Nasional

F-Buminu Sarbumusi dan LAZISNU Pulangkan Ibu Asal Bekasi yang 3 Tahun Tersiksa di Riyadh

NU Online  ·  Kamis, 4 Desember 2025 | 16:30 WIB

F-Buminu Sarbumusi dan LAZISNU Pulangkan Ibu Asal Bekasi yang 3 Tahun Tersiksa di Riyadh

Ratna Komalasari saat tiba di Jakarta bersama pengurus F-Buminu Sarbumusi, pada Kamis (4/12/2025). (Foto: dok. F-Buminu Sarbumusi)

Jakarta, NU Online

Federasi Buruh Migran Nusantara (F-Buminu) Sarikat Buruh Muslimin Indonesia (Sarbumusi) bersama Lembaga Amil Zakat, Infak, dan Sedekah Nahdlatul Ulama (LAZISNU) berhasil memulangkan Ratna Komalasari (40), pekerja migran Indonesia (PMI) nonprosedural, ibu tiga anak asal Bekasi, yang selama 3 tahun tersiksa di Riyadh, Arab Saudi.


Perempuan yang kehilangan suaminya pada 2021 itu akhirnya bisa kembali ke Indonesia berkat pendampingan F-Buminu Sarbumusi dan LAZISNU. Ia tiba di Bandara Soekarno-Hatta pada hari ini, Kamis 4 Desember 2025, pukul 14.00 WIB.

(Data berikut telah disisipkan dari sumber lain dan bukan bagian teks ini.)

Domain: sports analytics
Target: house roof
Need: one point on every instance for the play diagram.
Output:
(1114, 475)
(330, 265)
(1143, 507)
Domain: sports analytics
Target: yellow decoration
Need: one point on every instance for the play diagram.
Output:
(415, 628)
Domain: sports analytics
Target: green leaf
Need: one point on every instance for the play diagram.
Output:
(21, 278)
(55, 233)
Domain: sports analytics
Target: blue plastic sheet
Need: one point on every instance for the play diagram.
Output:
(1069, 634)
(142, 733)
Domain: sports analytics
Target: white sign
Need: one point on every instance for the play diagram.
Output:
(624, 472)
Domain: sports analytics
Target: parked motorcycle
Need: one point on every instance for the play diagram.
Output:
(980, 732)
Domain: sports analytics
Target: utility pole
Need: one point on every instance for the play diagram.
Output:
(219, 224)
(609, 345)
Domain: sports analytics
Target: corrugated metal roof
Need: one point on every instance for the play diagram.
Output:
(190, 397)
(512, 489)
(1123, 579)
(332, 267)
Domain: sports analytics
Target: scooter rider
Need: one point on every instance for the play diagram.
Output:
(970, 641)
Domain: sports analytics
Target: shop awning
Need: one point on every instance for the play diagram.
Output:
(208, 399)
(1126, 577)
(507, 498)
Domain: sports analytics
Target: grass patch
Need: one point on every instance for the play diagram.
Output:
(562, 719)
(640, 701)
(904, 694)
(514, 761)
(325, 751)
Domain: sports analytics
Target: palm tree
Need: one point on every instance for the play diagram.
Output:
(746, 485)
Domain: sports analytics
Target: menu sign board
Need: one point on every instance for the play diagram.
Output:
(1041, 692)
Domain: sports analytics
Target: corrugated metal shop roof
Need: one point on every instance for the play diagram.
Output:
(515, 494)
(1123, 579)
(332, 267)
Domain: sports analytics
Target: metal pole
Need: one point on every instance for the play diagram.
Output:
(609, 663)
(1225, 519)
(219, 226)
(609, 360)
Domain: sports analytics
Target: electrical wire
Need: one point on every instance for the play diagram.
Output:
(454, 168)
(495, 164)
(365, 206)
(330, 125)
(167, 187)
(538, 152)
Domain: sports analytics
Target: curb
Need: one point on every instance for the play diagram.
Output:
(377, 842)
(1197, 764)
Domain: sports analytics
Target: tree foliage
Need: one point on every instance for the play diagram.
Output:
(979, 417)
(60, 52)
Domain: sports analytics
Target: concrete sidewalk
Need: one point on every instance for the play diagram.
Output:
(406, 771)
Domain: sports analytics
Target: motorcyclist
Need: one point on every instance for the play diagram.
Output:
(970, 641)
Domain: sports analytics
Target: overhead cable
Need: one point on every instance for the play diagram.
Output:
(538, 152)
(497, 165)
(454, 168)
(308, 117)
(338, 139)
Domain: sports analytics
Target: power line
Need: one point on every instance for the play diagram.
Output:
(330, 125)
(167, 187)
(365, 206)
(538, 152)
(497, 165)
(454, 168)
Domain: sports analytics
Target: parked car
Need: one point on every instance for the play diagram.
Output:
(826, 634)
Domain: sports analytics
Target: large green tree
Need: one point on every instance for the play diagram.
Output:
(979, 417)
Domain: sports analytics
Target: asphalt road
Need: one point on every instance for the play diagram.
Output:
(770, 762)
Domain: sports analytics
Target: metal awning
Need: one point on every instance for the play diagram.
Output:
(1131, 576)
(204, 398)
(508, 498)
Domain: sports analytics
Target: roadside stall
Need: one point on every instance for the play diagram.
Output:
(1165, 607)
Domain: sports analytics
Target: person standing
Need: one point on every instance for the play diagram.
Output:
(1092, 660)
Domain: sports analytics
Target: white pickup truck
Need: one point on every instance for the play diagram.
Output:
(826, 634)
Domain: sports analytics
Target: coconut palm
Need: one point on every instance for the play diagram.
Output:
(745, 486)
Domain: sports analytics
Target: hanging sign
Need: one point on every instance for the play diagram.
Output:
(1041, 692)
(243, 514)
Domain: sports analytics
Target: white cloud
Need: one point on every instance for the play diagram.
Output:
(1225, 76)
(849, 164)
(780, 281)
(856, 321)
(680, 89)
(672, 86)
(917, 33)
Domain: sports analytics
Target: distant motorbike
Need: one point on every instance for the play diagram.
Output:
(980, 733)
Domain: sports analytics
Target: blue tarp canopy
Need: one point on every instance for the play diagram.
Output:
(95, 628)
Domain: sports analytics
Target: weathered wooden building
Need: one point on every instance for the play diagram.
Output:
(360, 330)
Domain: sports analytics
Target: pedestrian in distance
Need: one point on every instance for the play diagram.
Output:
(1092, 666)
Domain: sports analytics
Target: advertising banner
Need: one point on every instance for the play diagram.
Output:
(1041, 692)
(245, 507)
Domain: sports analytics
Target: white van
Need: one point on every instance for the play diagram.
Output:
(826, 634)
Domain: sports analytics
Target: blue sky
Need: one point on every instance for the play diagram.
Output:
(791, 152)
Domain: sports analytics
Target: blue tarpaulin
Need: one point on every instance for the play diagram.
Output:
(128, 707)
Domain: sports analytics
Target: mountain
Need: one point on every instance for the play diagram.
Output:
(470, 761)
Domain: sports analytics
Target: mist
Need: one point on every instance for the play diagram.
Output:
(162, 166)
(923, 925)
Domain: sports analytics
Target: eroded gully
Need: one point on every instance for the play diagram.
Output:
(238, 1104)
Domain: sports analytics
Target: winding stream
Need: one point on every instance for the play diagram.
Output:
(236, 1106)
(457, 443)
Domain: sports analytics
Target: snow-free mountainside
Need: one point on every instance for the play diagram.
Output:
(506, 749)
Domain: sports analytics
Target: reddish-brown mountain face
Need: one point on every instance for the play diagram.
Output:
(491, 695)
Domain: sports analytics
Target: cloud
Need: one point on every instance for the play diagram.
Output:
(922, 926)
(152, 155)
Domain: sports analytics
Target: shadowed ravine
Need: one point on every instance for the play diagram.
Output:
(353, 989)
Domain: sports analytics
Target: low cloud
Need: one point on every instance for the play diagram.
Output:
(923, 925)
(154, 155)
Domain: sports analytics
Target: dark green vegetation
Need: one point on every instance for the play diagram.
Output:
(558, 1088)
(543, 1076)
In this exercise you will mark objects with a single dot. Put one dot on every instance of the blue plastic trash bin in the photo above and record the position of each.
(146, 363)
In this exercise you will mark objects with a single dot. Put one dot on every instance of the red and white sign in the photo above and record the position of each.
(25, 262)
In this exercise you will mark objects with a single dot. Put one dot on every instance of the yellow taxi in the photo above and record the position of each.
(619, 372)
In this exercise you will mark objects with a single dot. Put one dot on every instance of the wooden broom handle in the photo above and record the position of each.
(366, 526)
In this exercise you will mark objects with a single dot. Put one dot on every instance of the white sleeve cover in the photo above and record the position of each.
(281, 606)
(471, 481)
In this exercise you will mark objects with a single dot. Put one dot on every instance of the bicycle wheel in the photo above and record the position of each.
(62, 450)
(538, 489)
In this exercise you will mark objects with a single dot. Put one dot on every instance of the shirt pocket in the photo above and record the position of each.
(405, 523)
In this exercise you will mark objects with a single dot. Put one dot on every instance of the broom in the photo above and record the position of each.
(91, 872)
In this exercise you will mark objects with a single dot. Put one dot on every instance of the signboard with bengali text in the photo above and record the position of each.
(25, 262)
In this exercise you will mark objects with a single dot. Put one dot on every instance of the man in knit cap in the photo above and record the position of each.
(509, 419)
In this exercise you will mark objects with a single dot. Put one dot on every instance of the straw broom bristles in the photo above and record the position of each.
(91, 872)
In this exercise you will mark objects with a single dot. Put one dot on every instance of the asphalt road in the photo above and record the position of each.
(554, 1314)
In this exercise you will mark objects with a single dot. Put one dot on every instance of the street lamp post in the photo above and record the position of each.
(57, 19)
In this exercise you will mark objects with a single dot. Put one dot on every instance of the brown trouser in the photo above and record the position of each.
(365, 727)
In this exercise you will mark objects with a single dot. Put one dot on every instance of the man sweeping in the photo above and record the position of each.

“Alhamdulillah, hari ini saya bisa kembali ke tanah air. Terima kasih kepada Buminu dan LAZISNU yang sudah membantu saya sejak awal perjuangan ini. Tanpa mereka, mungkin saya tidak akan pernah pulang,” ujar Ratna, sebagaimana rilis yang diterima NU Online.


Kemiskinan dan janji manis sponsor

Kisah getir perempuan ini bermula pada 2021, ketika suaminya meninggal dunia. Dengan tiga anak yang masih kecil dan kondisi ekonomi yang sulit, ia terpaksa mencari cara untuk bertahan hidup.


“Saya bingung bagaimana membiayai anak-anak. Tidak ada pilihan lain. Saya harus bekerja ke luar negeri,” ungkapnya.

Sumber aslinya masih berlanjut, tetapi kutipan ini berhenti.